Unterwegs hat Hofreiter an vielen Stellen erklärt, wie die Vielfalt entsteht: Abgestorbene Bäume, die im Fluss liegen, bieten jungen Fischen und Insektenlarven Schutz vor Fressfeinden. Die neu aufgeschütteten Kiesbänke sind Lebensraum für Blumen, die auf solche Rohböden angewiesen sind, und wichtige Brutstätten für Vögel. An die Kiesbänke schließen sich Auen mit Weiden an, es folgen solche mit Eichen, Ulmen und Ahornen - Weichholz- und Hartholz-Auen nennt der Botaniker sie. Jede Pflanzenart ist ein Lebensraum für andere Tiere.

Totholz im Wald wird von Pilzen und Insektenlarven als Nahrung aufgenommen, die wiederum Vögel wie Spechte ernähren. Die kleinen Bäche im Auwald nennt Hofreiter "Biotope von unschätzbarem Wert". Dazwischen liegen mitten im Auwald Trockenstandorte, auf denen Schneeheide und Thymian ebenso gedeihen wie die Zypressenwolfsmilch, die Knabenkräuter und der Wacholder. Diese Lebensgemeinschaften sind auf Streifen aus grobem Kies entstanden, die die Isar vor Hunderten von Jahren hinterlassen hat.

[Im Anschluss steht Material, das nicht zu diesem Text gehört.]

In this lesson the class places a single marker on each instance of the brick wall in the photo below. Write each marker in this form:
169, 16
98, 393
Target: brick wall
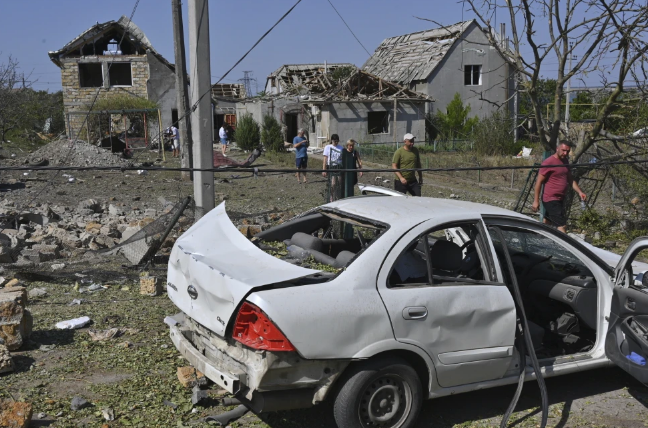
76, 98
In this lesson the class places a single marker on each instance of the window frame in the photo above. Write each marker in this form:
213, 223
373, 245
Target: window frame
384, 131
469, 70
483, 249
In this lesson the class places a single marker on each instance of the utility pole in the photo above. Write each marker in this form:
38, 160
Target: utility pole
571, 56
182, 91
201, 119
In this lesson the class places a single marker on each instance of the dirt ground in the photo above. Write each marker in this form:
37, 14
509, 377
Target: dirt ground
135, 375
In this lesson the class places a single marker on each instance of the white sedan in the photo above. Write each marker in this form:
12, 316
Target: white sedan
379, 302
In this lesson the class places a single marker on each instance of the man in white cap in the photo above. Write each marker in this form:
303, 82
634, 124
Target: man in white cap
407, 157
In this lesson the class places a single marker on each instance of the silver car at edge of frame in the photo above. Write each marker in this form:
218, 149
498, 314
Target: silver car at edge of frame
378, 302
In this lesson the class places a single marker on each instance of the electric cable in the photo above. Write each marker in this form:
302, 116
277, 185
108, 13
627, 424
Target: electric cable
527, 339
349, 28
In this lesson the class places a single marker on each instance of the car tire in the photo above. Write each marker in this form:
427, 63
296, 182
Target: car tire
384, 393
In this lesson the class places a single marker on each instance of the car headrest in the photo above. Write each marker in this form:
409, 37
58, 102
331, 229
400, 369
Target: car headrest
446, 255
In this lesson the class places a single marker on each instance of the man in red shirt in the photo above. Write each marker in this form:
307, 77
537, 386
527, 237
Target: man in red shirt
557, 180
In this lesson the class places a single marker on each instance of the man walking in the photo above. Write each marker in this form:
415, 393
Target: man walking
557, 179
407, 157
300, 143
175, 136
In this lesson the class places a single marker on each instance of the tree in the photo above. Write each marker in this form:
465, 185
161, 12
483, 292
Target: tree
553, 31
247, 132
454, 122
271, 134
13, 96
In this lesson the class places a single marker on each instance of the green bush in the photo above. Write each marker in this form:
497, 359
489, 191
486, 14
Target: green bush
248, 133
493, 135
271, 134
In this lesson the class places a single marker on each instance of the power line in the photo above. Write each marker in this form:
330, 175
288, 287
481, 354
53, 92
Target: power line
347, 25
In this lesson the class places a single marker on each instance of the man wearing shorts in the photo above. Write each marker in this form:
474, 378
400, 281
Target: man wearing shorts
222, 134
175, 136
557, 180
301, 155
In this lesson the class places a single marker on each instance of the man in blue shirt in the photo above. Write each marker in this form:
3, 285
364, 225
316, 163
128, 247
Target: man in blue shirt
301, 156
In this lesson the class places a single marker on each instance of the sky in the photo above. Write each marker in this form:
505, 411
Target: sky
313, 32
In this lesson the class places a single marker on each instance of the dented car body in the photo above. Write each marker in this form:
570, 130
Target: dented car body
395, 299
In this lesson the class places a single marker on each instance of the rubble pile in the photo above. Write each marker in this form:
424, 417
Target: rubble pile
77, 153
52, 232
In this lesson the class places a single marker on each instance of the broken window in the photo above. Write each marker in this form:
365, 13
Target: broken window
120, 74
472, 75
378, 122
90, 75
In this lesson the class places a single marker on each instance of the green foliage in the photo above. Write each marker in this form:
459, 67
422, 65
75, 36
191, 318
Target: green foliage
248, 133
493, 135
271, 134
454, 123
122, 102
342, 73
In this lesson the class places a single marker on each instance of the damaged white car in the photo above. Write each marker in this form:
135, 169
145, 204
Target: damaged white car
380, 302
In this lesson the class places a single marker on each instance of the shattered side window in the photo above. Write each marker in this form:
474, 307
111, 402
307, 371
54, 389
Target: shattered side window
326, 241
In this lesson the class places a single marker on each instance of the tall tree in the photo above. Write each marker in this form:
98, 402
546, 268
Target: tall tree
554, 30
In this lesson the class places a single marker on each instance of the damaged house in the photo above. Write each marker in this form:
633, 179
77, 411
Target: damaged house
356, 105
97, 59
443, 61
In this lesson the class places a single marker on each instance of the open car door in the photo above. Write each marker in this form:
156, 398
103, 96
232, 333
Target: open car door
626, 343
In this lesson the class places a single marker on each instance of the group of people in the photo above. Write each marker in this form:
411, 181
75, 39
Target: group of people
335, 155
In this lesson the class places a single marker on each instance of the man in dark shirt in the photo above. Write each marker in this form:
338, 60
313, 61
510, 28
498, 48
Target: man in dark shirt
557, 180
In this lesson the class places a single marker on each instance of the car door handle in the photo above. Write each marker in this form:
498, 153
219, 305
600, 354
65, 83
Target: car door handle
415, 312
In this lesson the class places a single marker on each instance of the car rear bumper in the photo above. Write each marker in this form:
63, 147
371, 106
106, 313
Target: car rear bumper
262, 380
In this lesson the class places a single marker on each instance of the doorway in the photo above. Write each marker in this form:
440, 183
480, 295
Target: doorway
291, 126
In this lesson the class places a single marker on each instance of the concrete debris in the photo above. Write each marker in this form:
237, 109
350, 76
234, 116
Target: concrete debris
111, 333
73, 323
150, 285
79, 403
16, 322
15, 414
6, 362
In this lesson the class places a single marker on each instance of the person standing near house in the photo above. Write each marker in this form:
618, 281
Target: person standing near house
556, 176
407, 157
300, 143
175, 136
222, 134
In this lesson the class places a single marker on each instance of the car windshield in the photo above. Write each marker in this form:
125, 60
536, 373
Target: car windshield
325, 240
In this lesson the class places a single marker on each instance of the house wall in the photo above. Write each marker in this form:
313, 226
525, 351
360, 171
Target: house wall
76, 98
350, 120
448, 77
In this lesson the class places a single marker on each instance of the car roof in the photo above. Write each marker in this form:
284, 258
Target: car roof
390, 209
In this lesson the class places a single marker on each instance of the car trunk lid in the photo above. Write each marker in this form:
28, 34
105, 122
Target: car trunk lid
213, 267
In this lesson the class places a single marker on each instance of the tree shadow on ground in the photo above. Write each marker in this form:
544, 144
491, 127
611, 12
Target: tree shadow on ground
451, 411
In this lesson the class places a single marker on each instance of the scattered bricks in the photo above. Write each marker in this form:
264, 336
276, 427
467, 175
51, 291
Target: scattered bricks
93, 228
15, 414
150, 285
190, 377
250, 230
6, 362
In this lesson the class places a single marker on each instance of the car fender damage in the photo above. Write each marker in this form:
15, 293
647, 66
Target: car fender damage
256, 376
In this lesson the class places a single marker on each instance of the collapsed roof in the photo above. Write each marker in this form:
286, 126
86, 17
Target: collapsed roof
228, 90
95, 40
414, 56
304, 78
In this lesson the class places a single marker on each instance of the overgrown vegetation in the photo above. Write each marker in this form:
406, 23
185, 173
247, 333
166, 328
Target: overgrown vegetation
271, 134
493, 135
248, 134
454, 123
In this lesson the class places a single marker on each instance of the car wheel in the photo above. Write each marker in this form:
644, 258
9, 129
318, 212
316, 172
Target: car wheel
384, 393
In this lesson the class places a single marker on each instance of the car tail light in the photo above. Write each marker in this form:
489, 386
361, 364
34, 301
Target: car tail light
254, 329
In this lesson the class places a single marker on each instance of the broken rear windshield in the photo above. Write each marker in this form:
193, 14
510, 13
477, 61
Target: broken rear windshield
326, 240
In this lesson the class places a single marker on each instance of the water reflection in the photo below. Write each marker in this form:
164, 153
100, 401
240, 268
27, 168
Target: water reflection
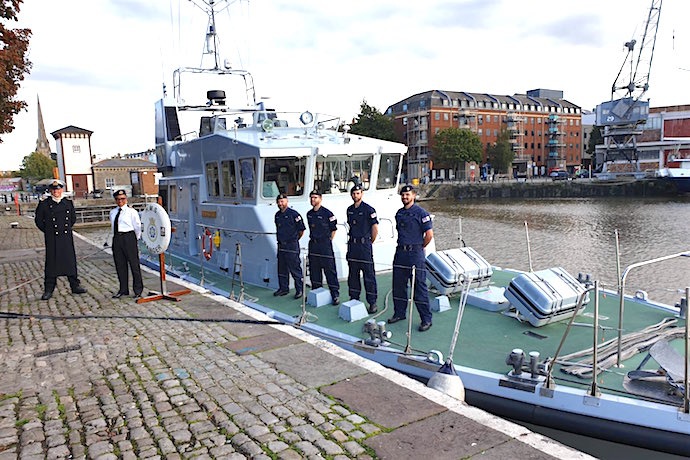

Mit dem Bau des Wasserkraftwerks Mühltal in den 1920er Jahren wurde die Isar in ein enges Korsett gezwängt, der Kanal wurde abgezweigt. An den Hängen stand nur noch Wald mit vielen Fichten, der Auwald verschwand, neue Kiesbänke konnten nicht mehr entstehen. Der Fluss grub sich immer tiefer in den Boden. Vor 20 Jahren wurde die Isar wieder befreit, als die wasserrechtliche Genehmigung für das Kraftwerk mit dem Stromerzeuger neu verhandelt wurde. Nun entwickelt sie sich wieder zum Wildfluss. Die Gewässerdynamik hat Gerd Zattler von den Schäftlarner Grünen genau im Blick: "Der Fluss ist drei- bis viermal so breit wie zuvor", sagt er, "jedes Jahr sieht es hier anders aus."